The pharmaceutical machinery market is estimated to have touched Rs. 1,500 crore, and is growing at an annual rate of 10 per cent according to Indian Pharmaceutical Machinery Manufacturers' Association (IPMMA) officials. This estimate also includes market for allied segments like processing and packaging machinery, utilities, equipments and other ancillary products. The pharma machinery segment contributes to about 3 per cent of the overall machinery sector.
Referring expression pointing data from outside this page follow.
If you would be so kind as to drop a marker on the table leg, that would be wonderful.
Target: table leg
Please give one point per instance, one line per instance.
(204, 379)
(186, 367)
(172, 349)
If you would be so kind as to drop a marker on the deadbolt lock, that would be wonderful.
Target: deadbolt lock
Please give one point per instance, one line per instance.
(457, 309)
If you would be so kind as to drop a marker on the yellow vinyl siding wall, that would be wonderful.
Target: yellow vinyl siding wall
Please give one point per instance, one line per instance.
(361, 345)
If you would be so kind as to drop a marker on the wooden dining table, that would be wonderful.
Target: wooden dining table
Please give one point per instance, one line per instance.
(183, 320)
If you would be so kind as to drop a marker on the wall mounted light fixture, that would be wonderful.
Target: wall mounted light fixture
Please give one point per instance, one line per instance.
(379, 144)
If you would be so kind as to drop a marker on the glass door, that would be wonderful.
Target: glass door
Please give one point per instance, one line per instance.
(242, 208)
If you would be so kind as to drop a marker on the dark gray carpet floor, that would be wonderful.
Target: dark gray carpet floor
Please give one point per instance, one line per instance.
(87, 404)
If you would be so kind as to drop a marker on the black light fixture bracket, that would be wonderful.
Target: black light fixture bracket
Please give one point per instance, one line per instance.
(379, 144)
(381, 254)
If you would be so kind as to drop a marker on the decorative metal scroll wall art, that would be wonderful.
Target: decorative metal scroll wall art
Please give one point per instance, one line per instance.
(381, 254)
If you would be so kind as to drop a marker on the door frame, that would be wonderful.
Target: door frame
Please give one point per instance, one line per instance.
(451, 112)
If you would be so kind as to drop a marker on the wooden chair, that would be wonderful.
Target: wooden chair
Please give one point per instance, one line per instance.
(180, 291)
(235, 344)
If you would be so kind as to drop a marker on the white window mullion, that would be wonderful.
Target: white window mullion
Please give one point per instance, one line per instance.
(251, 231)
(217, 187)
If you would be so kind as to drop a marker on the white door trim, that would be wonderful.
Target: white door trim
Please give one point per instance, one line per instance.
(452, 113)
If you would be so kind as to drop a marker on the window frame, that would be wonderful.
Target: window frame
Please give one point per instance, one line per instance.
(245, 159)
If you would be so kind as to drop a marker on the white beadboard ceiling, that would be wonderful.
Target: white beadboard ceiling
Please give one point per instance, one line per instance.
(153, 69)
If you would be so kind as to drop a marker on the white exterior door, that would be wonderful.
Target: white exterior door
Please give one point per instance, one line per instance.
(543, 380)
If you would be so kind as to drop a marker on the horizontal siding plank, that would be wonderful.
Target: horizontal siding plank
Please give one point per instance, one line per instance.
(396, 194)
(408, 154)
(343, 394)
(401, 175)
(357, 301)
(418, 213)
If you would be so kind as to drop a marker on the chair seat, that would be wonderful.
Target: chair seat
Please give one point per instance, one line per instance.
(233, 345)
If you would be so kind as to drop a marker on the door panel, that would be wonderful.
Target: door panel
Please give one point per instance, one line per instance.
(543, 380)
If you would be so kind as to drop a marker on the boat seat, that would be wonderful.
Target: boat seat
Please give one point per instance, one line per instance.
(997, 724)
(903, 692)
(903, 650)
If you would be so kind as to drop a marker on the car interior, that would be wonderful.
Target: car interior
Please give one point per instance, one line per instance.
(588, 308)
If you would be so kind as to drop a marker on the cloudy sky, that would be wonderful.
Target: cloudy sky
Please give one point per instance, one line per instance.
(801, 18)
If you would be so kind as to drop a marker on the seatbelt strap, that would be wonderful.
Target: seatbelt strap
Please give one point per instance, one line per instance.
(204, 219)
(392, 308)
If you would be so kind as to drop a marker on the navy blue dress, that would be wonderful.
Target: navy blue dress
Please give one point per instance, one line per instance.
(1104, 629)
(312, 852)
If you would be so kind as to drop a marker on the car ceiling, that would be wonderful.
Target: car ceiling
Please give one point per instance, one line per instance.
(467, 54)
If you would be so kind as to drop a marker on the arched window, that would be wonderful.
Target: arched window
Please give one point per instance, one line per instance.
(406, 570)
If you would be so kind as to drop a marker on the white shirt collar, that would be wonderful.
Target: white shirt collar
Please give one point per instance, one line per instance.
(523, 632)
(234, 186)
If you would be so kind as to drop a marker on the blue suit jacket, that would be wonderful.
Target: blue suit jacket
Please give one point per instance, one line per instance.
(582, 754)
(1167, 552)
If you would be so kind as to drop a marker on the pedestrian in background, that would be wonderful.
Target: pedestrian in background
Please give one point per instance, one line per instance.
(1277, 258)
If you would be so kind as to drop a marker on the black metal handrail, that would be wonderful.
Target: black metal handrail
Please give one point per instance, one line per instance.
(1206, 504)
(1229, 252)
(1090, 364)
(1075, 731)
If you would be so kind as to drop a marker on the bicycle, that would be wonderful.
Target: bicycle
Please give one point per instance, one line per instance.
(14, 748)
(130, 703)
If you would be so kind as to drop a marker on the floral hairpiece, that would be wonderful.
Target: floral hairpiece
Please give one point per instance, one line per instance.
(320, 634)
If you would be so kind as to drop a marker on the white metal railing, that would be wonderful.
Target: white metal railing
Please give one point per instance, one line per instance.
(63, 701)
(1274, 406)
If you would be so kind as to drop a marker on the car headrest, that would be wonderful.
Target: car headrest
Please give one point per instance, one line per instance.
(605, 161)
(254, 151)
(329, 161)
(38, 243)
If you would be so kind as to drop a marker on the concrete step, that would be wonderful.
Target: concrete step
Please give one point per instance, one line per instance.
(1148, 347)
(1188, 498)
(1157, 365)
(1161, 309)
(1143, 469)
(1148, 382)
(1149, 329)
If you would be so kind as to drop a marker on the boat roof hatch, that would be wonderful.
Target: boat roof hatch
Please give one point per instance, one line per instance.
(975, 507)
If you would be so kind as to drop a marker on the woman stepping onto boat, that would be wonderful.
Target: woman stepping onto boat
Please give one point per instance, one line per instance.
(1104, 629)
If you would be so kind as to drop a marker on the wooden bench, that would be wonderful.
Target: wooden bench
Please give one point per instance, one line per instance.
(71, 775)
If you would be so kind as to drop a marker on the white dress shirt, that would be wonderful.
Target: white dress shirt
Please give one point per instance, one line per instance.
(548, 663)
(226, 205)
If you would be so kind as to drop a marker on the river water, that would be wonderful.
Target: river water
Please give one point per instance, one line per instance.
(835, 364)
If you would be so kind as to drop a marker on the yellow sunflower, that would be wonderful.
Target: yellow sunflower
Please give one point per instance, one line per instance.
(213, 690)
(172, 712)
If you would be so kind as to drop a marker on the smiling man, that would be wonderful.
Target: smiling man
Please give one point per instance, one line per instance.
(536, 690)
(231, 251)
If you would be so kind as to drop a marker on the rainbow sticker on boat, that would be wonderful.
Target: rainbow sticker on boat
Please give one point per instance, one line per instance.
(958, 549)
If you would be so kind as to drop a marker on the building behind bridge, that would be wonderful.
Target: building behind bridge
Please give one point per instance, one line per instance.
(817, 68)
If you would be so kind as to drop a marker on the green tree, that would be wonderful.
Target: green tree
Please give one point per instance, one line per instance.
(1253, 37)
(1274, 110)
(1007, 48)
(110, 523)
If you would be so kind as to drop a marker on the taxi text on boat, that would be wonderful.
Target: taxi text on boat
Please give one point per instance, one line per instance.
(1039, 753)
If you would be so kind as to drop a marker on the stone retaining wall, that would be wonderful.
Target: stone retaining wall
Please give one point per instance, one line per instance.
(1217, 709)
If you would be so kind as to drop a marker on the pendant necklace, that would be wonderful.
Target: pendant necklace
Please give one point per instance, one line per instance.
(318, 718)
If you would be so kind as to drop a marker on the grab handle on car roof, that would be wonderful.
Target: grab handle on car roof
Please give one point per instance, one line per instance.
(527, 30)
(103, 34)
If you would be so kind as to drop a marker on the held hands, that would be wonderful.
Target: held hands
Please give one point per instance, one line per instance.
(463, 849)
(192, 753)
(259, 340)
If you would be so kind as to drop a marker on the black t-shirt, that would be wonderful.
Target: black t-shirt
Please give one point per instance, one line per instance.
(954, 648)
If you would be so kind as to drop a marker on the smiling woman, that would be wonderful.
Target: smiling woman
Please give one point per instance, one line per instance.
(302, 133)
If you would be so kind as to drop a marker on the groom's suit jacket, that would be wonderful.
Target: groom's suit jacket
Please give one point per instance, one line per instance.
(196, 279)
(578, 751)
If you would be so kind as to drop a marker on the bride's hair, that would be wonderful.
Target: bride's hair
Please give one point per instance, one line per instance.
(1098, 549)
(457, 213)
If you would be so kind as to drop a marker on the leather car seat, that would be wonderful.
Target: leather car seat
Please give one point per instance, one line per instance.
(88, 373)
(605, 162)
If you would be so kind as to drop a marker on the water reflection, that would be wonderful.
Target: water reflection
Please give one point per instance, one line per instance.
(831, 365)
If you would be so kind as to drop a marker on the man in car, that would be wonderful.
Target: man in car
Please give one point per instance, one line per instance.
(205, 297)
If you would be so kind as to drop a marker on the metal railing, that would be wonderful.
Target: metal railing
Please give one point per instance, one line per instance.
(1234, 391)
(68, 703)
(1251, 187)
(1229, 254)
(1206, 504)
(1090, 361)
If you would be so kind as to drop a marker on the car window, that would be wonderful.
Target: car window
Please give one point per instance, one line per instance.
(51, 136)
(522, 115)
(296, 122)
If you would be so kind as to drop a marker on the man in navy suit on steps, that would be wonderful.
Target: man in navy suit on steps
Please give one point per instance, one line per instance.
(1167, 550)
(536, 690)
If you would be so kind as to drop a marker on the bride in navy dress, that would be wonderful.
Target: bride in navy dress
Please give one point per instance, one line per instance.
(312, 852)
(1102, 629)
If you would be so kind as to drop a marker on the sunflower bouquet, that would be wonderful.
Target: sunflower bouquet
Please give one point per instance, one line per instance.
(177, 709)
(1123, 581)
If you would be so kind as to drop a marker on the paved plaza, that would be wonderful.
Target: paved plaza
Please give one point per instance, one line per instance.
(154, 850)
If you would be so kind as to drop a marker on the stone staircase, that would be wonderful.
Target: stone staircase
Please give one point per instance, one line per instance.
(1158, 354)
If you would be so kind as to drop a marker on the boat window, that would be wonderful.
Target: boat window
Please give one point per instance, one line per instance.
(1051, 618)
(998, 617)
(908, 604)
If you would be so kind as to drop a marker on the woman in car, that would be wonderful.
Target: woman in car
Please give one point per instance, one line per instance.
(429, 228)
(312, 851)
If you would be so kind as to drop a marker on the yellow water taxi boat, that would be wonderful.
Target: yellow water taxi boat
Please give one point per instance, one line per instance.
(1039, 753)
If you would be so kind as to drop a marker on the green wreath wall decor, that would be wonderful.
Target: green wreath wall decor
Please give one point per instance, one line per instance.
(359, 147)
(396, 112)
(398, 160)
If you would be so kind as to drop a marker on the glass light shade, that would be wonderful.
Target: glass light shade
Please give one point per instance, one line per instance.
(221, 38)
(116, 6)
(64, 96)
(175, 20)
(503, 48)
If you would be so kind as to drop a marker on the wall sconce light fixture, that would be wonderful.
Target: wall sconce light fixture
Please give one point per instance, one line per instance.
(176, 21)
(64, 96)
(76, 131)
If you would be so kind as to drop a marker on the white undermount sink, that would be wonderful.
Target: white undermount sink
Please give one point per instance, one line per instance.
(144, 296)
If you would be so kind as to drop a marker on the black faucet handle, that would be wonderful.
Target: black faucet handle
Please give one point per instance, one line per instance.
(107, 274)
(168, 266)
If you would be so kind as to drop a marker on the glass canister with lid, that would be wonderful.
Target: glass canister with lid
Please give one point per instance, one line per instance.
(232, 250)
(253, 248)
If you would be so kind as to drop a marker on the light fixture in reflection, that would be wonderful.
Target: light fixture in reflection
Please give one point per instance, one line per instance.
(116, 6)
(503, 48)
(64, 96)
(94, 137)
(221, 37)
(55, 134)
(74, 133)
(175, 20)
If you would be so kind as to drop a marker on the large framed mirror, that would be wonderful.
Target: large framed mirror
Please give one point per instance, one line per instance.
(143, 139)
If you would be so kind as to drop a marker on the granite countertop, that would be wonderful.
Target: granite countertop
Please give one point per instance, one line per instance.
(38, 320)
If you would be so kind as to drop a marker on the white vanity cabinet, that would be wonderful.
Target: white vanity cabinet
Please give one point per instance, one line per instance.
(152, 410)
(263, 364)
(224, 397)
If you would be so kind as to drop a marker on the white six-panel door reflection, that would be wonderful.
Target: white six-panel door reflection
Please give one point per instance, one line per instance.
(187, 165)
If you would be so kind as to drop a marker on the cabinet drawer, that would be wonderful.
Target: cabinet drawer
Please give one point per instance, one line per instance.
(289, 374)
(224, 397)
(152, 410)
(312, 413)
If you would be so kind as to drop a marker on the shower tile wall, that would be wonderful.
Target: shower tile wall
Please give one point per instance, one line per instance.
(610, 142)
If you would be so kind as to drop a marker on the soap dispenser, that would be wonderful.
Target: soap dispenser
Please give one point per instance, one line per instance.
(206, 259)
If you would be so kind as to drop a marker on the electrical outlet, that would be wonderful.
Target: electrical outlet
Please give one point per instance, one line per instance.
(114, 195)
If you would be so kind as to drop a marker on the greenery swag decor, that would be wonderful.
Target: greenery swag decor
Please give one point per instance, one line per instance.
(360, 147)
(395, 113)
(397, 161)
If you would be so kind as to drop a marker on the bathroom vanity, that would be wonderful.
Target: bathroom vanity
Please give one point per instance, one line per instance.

Pharmaceutical machinery manufacturing in India is predominantly a small-scale industry. According to IPMMA, there are 400 organised pharma machinery manufacturing companies and an equal number of unorganized units in the country. The unorganized manufacturers are usually component makers, who then supply to the organised manufacturers, makers of complete machine. About 150 manufacturers are already registered with IPMMA and are its members.

"Currently all machinery manufacturers are upgrading their machines to meet new international requirements in terms of GMP, cGMP, CE, CFR 21 part 11 validation and all other directions," said Ratan Singhania, Gen Secretary, IPMMA.

Indian pharmaceutical companies prefer domestically manufactured machinery over imported ones due to their easy adaptability, cost and user friendliness, latest design & technology, better after sales services. The Annual Maintenance Contract (AMC) on Indian machines is available at less expensive price compared to AMC on imported machinery, he said.

Pharmaceutical machinery worth Rs. 200 crore is exported annually to non-regulated, semi-regulated and regulated markets of the world. The exports are growing at an annual rate of 15 per cent. Indian pharmaceutical machinery manufacturers are all set to enter the regulated markets in developed countries. Several of these manufacturers have started getting enquiries from Australia, New Zealand, Spain, Norway, Sweden, Finland and some semi-regulated markets like Latin America, Malaysia, Thailand and Indonesia.

About 5 per cent of the total domestic pharmaceutical machinery requirement is imported from countries like Germany and Korea, said Singhania.